22. Coming to para 26(iv) of the Import-Export Policy for the year 1985-86, it too, in our opinion, is of no material relevance herein. It reads:
“26. Import is valid if it fulfills, among other things the following conditions:-
(iv) The terms and conditions contained in the licence / Open General Licence / Customs Clearance Permit and the Import- Export Policy and procedures in regard to the items (s) of the import and all other connected matters are fulfilled.”
23. This provision, so to speak, states the obvious. It says that an import is valid if it fulfills, inter alia, all the terms and conditions contained in the licence and all other connected matters. This para has indeed no relevance to the question of title to goods in a situation dealt with by us herein.
24. It is also significant to notice that it is not the case of the appellants that the first respondent was a party to any conspiracy or other fraudulent plan hatched or sought to be implemented by the second respondent.
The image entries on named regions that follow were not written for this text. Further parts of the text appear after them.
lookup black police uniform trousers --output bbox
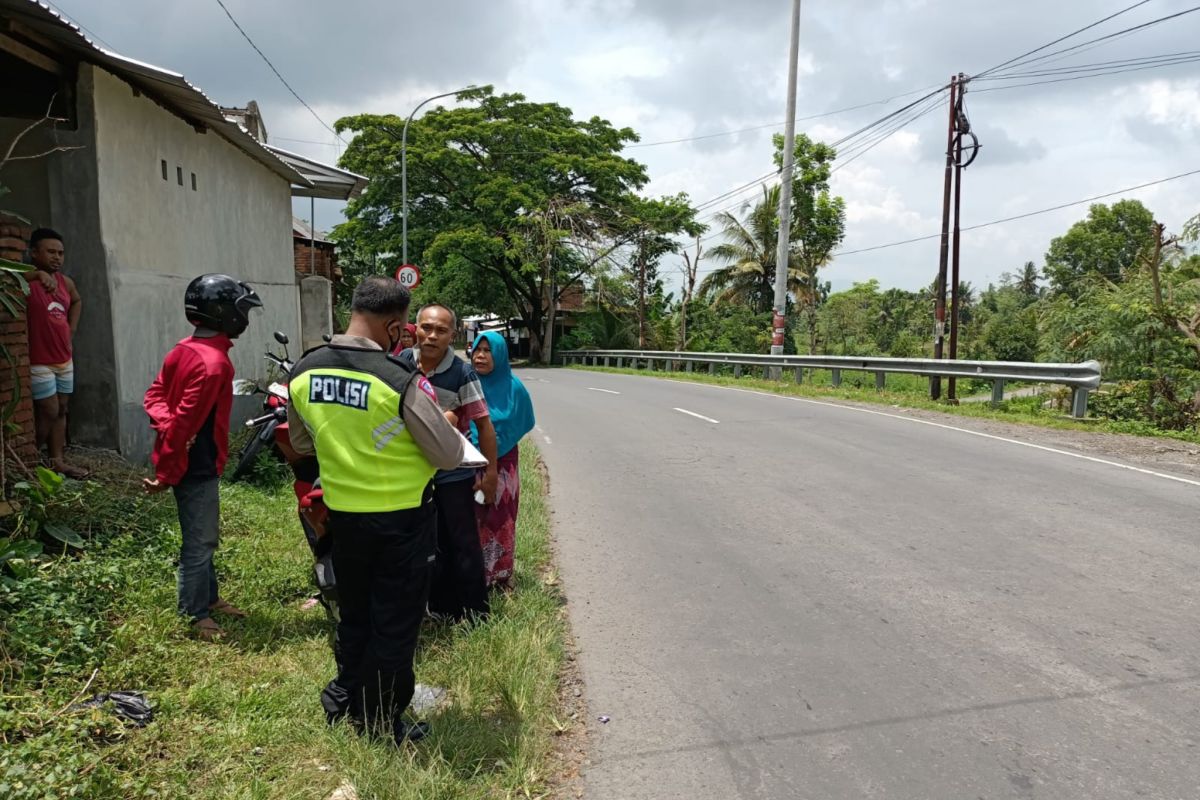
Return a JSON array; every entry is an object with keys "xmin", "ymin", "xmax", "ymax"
[
  {"xmin": 322, "ymin": 489, "xmax": 437, "ymax": 733},
  {"xmin": 430, "ymin": 477, "xmax": 488, "ymax": 620}
]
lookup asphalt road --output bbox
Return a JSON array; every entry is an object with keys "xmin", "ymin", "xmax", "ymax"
[{"xmin": 522, "ymin": 369, "xmax": 1200, "ymax": 800}]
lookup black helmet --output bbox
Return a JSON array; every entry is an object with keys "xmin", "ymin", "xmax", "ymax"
[{"xmin": 184, "ymin": 275, "xmax": 263, "ymax": 338}]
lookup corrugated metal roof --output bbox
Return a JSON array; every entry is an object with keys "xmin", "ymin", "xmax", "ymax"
[
  {"xmin": 266, "ymin": 144, "xmax": 367, "ymax": 200},
  {"xmin": 0, "ymin": 0, "xmax": 312, "ymax": 186},
  {"xmin": 292, "ymin": 215, "xmax": 332, "ymax": 245}
]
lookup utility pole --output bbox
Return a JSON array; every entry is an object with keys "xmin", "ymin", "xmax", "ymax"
[
  {"xmin": 770, "ymin": 0, "xmax": 800, "ymax": 371},
  {"xmin": 929, "ymin": 76, "xmax": 959, "ymax": 399},
  {"xmin": 637, "ymin": 239, "xmax": 646, "ymax": 350},
  {"xmin": 400, "ymin": 84, "xmax": 492, "ymax": 264},
  {"xmin": 946, "ymin": 72, "xmax": 971, "ymax": 403}
]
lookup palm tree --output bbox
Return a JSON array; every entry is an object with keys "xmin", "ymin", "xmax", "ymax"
[
  {"xmin": 700, "ymin": 185, "xmax": 815, "ymax": 312},
  {"xmin": 1016, "ymin": 261, "xmax": 1042, "ymax": 300}
]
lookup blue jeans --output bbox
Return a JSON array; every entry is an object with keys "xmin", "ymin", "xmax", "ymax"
[{"xmin": 175, "ymin": 477, "xmax": 221, "ymax": 622}]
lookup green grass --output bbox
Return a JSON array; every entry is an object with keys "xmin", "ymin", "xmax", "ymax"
[
  {"xmin": 0, "ymin": 445, "xmax": 565, "ymax": 800},
  {"xmin": 566, "ymin": 366, "xmax": 1200, "ymax": 444}
]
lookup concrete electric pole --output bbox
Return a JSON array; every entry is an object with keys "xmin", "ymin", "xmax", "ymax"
[{"xmin": 770, "ymin": 0, "xmax": 800, "ymax": 378}]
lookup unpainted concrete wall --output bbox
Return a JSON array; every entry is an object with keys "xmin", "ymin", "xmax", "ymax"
[
  {"xmin": 47, "ymin": 65, "xmax": 119, "ymax": 447},
  {"xmin": 84, "ymin": 68, "xmax": 300, "ymax": 459},
  {"xmin": 300, "ymin": 275, "xmax": 334, "ymax": 350}
]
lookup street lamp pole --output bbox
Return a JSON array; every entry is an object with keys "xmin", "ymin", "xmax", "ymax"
[
  {"xmin": 400, "ymin": 84, "xmax": 492, "ymax": 264},
  {"xmin": 770, "ymin": 0, "xmax": 800, "ymax": 359}
]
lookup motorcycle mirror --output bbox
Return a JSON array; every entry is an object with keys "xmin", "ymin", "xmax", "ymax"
[{"xmin": 233, "ymin": 378, "xmax": 258, "ymax": 397}]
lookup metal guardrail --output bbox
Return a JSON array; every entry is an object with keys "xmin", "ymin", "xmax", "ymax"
[{"xmin": 559, "ymin": 350, "xmax": 1100, "ymax": 417}]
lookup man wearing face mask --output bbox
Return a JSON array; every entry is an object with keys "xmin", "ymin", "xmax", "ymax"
[{"xmin": 288, "ymin": 276, "xmax": 463, "ymax": 744}]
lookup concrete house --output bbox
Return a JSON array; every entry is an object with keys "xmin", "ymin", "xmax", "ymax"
[{"xmin": 0, "ymin": 0, "xmax": 362, "ymax": 459}]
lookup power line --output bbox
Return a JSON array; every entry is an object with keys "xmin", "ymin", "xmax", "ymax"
[
  {"xmin": 833, "ymin": 169, "xmax": 1200, "ymax": 257},
  {"xmin": 217, "ymin": 0, "xmax": 346, "ymax": 144},
  {"xmin": 697, "ymin": 91, "xmax": 941, "ymax": 235},
  {"xmin": 976, "ymin": 4, "xmax": 1200, "ymax": 78},
  {"xmin": 271, "ymin": 136, "xmax": 337, "ymax": 148},
  {"xmin": 625, "ymin": 84, "xmax": 940, "ymax": 150},
  {"xmin": 701, "ymin": 169, "xmax": 1200, "ymax": 272},
  {"xmin": 976, "ymin": 50, "xmax": 1200, "ymax": 80},
  {"xmin": 976, "ymin": 0, "xmax": 1150, "ymax": 78},
  {"xmin": 974, "ymin": 55, "xmax": 1200, "ymax": 92},
  {"xmin": 44, "ymin": 0, "xmax": 116, "ymax": 53}
]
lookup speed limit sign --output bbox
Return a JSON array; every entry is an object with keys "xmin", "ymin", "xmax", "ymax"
[{"xmin": 396, "ymin": 264, "xmax": 421, "ymax": 289}]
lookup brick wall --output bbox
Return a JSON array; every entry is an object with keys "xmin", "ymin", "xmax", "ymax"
[
  {"xmin": 292, "ymin": 237, "xmax": 342, "ymax": 283},
  {"xmin": 0, "ymin": 213, "xmax": 37, "ymax": 467}
]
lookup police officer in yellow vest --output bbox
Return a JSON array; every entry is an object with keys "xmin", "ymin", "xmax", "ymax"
[{"xmin": 288, "ymin": 277, "xmax": 463, "ymax": 742}]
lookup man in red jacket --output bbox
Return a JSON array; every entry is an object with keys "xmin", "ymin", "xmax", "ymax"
[{"xmin": 144, "ymin": 275, "xmax": 263, "ymax": 640}]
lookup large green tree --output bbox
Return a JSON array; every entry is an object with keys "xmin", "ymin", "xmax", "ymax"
[
  {"xmin": 1045, "ymin": 200, "xmax": 1154, "ymax": 297},
  {"xmin": 336, "ymin": 89, "xmax": 695, "ymax": 360},
  {"xmin": 774, "ymin": 133, "xmax": 846, "ymax": 351},
  {"xmin": 700, "ymin": 184, "xmax": 806, "ymax": 313}
]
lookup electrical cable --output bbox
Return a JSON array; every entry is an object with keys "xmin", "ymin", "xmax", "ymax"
[
  {"xmin": 976, "ymin": 0, "xmax": 1150, "ymax": 78},
  {"xmin": 217, "ymin": 0, "xmax": 346, "ymax": 144},
  {"xmin": 974, "ymin": 4, "xmax": 1200, "ymax": 78},
  {"xmin": 974, "ymin": 56, "xmax": 1200, "ymax": 92}
]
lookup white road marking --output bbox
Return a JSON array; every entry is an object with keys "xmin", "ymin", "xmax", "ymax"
[
  {"xmin": 674, "ymin": 408, "xmax": 720, "ymax": 425},
  {"xmin": 691, "ymin": 380, "xmax": 1200, "ymax": 486}
]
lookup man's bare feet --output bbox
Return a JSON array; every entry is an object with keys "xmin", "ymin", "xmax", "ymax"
[{"xmin": 50, "ymin": 461, "xmax": 91, "ymax": 481}]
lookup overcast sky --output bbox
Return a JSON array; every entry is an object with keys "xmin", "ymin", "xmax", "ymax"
[{"xmin": 55, "ymin": 0, "xmax": 1200, "ymax": 289}]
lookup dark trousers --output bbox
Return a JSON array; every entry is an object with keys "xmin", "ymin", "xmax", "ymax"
[
  {"xmin": 322, "ymin": 501, "xmax": 437, "ymax": 733},
  {"xmin": 174, "ymin": 477, "xmax": 221, "ymax": 621},
  {"xmin": 430, "ymin": 479, "xmax": 487, "ymax": 619}
]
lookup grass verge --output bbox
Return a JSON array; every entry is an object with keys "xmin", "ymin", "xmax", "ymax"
[
  {"xmin": 565, "ymin": 366, "xmax": 1200, "ymax": 444},
  {"xmin": 0, "ymin": 445, "xmax": 566, "ymax": 800}
]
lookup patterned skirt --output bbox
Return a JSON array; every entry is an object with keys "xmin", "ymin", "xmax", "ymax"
[{"xmin": 475, "ymin": 447, "xmax": 521, "ymax": 589}]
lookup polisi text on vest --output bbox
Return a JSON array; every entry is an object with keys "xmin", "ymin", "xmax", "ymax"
[{"xmin": 308, "ymin": 373, "xmax": 371, "ymax": 411}]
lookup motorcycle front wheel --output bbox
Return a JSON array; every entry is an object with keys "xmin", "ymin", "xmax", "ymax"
[{"xmin": 229, "ymin": 422, "xmax": 275, "ymax": 483}]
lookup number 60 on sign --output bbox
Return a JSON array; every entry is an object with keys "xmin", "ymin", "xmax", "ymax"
[{"xmin": 396, "ymin": 264, "xmax": 421, "ymax": 289}]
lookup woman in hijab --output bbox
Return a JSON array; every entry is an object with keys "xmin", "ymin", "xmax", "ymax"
[{"xmin": 470, "ymin": 331, "xmax": 534, "ymax": 589}]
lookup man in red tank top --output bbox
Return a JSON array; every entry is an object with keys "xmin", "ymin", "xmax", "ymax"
[{"xmin": 25, "ymin": 228, "xmax": 88, "ymax": 477}]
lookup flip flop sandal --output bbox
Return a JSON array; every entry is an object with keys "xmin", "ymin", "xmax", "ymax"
[
  {"xmin": 209, "ymin": 600, "xmax": 246, "ymax": 619},
  {"xmin": 192, "ymin": 616, "xmax": 224, "ymax": 642},
  {"xmin": 52, "ymin": 467, "xmax": 91, "ymax": 481}
]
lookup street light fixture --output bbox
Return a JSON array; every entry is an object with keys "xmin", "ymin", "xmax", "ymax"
[{"xmin": 400, "ymin": 84, "xmax": 492, "ymax": 264}]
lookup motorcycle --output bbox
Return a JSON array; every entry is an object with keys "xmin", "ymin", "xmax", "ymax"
[{"xmin": 229, "ymin": 331, "xmax": 338, "ymax": 622}]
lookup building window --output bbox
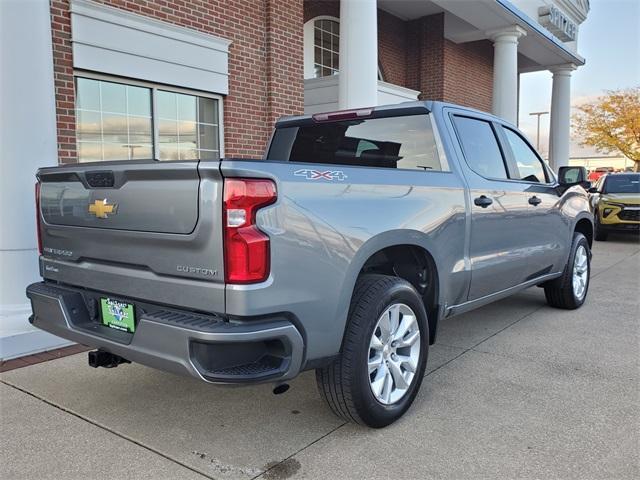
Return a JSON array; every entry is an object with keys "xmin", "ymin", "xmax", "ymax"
[
  {"xmin": 304, "ymin": 16, "xmax": 384, "ymax": 81},
  {"xmin": 313, "ymin": 19, "xmax": 340, "ymax": 78},
  {"xmin": 76, "ymin": 77, "xmax": 220, "ymax": 162}
]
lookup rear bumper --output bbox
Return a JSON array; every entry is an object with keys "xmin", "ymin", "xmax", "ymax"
[{"xmin": 27, "ymin": 282, "xmax": 304, "ymax": 383}]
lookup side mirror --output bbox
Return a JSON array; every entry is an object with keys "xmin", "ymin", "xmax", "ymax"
[{"xmin": 558, "ymin": 167, "xmax": 591, "ymax": 188}]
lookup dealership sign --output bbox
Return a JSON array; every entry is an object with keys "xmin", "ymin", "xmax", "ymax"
[{"xmin": 538, "ymin": 5, "xmax": 578, "ymax": 42}]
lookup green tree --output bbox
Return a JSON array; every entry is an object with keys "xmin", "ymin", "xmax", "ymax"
[{"xmin": 573, "ymin": 87, "xmax": 640, "ymax": 172}]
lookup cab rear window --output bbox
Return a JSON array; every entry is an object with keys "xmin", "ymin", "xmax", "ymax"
[{"xmin": 267, "ymin": 114, "xmax": 443, "ymax": 171}]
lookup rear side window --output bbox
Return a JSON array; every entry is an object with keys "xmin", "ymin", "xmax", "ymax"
[
  {"xmin": 502, "ymin": 128, "xmax": 547, "ymax": 183},
  {"xmin": 267, "ymin": 115, "xmax": 442, "ymax": 171},
  {"xmin": 454, "ymin": 116, "xmax": 507, "ymax": 179}
]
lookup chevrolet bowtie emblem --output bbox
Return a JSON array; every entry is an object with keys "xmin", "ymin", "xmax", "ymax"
[{"xmin": 89, "ymin": 198, "xmax": 118, "ymax": 218}]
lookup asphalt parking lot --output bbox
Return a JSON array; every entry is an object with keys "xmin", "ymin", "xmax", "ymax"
[{"xmin": 0, "ymin": 236, "xmax": 640, "ymax": 479}]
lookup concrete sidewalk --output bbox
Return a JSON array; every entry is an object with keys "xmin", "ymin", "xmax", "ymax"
[{"xmin": 0, "ymin": 236, "xmax": 640, "ymax": 479}]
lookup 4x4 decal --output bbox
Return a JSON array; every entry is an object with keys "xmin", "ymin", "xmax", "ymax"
[{"xmin": 293, "ymin": 168, "xmax": 347, "ymax": 181}]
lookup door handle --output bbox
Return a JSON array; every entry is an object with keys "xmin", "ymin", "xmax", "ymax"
[
  {"xmin": 529, "ymin": 195, "xmax": 542, "ymax": 207},
  {"xmin": 473, "ymin": 195, "xmax": 493, "ymax": 208}
]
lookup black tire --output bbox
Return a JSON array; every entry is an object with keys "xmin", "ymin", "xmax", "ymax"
[
  {"xmin": 544, "ymin": 232, "xmax": 591, "ymax": 310},
  {"xmin": 316, "ymin": 275, "xmax": 429, "ymax": 428},
  {"xmin": 594, "ymin": 213, "xmax": 609, "ymax": 242}
]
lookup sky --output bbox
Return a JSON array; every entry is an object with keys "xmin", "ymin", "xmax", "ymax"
[{"xmin": 519, "ymin": 0, "xmax": 640, "ymax": 156}]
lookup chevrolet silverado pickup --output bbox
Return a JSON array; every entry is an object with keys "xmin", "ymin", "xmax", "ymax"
[{"xmin": 27, "ymin": 101, "xmax": 594, "ymax": 427}]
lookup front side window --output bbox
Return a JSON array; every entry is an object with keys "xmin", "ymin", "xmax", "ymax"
[
  {"xmin": 313, "ymin": 19, "xmax": 340, "ymax": 78},
  {"xmin": 268, "ymin": 115, "xmax": 442, "ymax": 171},
  {"xmin": 454, "ymin": 116, "xmax": 507, "ymax": 180},
  {"xmin": 76, "ymin": 77, "xmax": 220, "ymax": 162},
  {"xmin": 502, "ymin": 128, "xmax": 547, "ymax": 183}
]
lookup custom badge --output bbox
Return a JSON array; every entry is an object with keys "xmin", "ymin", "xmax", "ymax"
[{"xmin": 89, "ymin": 198, "xmax": 118, "ymax": 218}]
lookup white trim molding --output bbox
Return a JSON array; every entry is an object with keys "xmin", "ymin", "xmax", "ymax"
[{"xmin": 71, "ymin": 0, "xmax": 231, "ymax": 95}]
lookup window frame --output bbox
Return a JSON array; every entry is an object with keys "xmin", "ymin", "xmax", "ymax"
[
  {"xmin": 263, "ymin": 110, "xmax": 452, "ymax": 174},
  {"xmin": 495, "ymin": 122, "xmax": 555, "ymax": 186},
  {"xmin": 73, "ymin": 70, "xmax": 224, "ymax": 163}
]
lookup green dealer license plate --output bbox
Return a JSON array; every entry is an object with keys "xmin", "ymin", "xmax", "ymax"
[{"xmin": 100, "ymin": 298, "xmax": 136, "ymax": 333}]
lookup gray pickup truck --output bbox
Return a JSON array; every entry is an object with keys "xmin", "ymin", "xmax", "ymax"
[{"xmin": 27, "ymin": 102, "xmax": 593, "ymax": 427}]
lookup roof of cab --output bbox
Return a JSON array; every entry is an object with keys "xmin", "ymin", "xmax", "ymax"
[{"xmin": 275, "ymin": 100, "xmax": 508, "ymax": 127}]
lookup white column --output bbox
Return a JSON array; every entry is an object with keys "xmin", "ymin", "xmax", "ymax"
[
  {"xmin": 0, "ymin": 0, "xmax": 69, "ymax": 358},
  {"xmin": 486, "ymin": 25, "xmax": 527, "ymax": 124},
  {"xmin": 549, "ymin": 64, "xmax": 576, "ymax": 171},
  {"xmin": 338, "ymin": 0, "xmax": 378, "ymax": 109}
]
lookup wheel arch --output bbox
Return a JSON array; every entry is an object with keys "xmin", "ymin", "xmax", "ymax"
[
  {"xmin": 339, "ymin": 230, "xmax": 442, "ymax": 344},
  {"xmin": 572, "ymin": 213, "xmax": 593, "ymax": 248}
]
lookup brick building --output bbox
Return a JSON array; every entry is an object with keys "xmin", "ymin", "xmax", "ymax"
[{"xmin": 0, "ymin": 0, "xmax": 589, "ymax": 358}]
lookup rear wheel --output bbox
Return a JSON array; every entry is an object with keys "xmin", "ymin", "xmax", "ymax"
[
  {"xmin": 316, "ymin": 275, "xmax": 429, "ymax": 428},
  {"xmin": 544, "ymin": 232, "xmax": 591, "ymax": 309}
]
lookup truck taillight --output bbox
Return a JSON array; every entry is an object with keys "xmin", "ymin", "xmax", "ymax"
[
  {"xmin": 223, "ymin": 178, "xmax": 277, "ymax": 283},
  {"xmin": 36, "ymin": 182, "xmax": 42, "ymax": 255}
]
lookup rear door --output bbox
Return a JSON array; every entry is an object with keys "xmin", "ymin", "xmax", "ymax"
[
  {"xmin": 38, "ymin": 161, "xmax": 224, "ymax": 312},
  {"xmin": 450, "ymin": 114, "xmax": 527, "ymax": 300}
]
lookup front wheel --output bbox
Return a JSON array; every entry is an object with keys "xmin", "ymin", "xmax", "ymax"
[
  {"xmin": 316, "ymin": 275, "xmax": 429, "ymax": 428},
  {"xmin": 544, "ymin": 232, "xmax": 591, "ymax": 310},
  {"xmin": 594, "ymin": 213, "xmax": 609, "ymax": 242}
]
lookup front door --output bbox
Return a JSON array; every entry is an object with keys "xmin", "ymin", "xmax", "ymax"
[{"xmin": 501, "ymin": 126, "xmax": 571, "ymax": 279}]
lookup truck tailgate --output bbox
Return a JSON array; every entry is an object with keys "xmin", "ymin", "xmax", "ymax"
[{"xmin": 38, "ymin": 162, "xmax": 224, "ymax": 312}]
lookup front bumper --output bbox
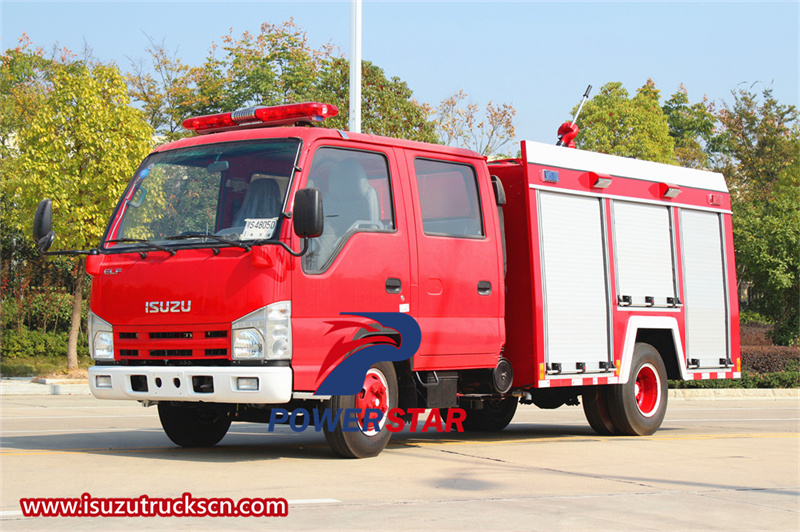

If that were the case, different considerations would have arisen.
25. So far as the direction for re-export is concerned, we see no reason to interfere. The same shall be permitted and allowed in accordance with law and subject to payment of such dues or other charges as may be leviable in that behalf. The other direction with respect to issuance of detention certificate has not been assailed before us and we need express no opinion thereon.
26. The appeal is accordingly dismissed but in the circumstances without cost.